Learning Objectives

Defining levels of learning success

For a well-designed online course, it is necessary to define learning outcomes for each learning unit in your course.

By including clear learning objectives for each learning unit in your course, it will be easier to design activities and to select the tools for measuring learning. This provides a weekly learning roadmap for your students making it clear what is expected of them each week.

The Course Mapping resources help inform you of the relationship between the weekly learning outcomes to the course learning outcomes. Use the resources on this page to learn how to craft measurable learning objectives and how to make them available to students.

Crafting Measurable Learning Objectives

When writing learning objectives it is important to define the action verb that describes what the learner will be able to do at the end of the learning unit. What skill/knowledge/attitude will the learner gain/improve after they go through the learning materials you have prepared for them? How will they demonstrate that they’ve learned?

When writing instructional objectives, answer the following three questions:

  1. What should the learner be able to do? (Performance)
  2. Under what conditions do you want the learner to be able to do it? (Conditions)
  3. How well must it be done? (Criteria)

Refer to the SUNY Online Course Quality Review Rubric webpage for resources that will help you craft good objectives. Refer to Bloom’s Taxonomy as a guide for selecting action verbs that are measurable through assessment.

Use Objective Builder from UCF for generating instructional objectives.
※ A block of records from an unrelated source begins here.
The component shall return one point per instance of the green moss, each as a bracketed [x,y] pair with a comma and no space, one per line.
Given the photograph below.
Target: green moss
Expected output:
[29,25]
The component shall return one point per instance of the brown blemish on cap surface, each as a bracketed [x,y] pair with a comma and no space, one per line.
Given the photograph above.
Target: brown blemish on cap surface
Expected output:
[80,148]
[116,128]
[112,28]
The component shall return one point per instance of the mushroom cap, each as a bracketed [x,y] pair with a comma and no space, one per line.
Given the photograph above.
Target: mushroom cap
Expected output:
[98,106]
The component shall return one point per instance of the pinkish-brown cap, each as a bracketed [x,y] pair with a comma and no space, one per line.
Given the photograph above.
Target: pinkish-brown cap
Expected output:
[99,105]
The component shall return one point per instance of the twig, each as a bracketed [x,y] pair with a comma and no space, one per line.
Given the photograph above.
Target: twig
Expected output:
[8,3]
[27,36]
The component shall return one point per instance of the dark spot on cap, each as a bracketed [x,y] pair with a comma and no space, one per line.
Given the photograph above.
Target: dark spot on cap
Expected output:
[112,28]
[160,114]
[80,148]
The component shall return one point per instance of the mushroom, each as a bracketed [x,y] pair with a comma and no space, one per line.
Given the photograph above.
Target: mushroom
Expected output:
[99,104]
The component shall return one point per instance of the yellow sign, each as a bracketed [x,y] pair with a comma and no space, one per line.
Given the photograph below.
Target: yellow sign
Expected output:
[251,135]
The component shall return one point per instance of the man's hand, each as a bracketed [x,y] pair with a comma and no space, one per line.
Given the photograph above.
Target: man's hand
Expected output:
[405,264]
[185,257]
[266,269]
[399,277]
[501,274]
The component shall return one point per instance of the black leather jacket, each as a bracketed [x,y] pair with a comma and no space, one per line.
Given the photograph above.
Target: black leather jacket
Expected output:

Creating Lesson Objectives in Blackboard

In the Blackboard LMS we recommend posting your lesson objectives in an Item; this ensures that the learning objectives are immediately visible and easily accessible in the lesson folder. See Course Organization for more detailed guidance on laying out your content using the UMass Boston online course template.

Tips & Tricks
  • Avoid using "understand" or “able to” when writing your learning objectives. Terms should be measurable.
  • When writing your objectives, speak to the learner directly, in the 2nd person: “you will learn” instead of “students will learn”.
  • When you design your learning activities, start with lower-order thinking skills in the first lessons of the course, gradually moving to higher-order thinking skills. See Bloom’s Taxonomy for action verbs for each level: Knowledge, Comprehension, Application, Analysis, Synthesis, Evaluation.
  • Be transparent about how the assessments relate to the objectives.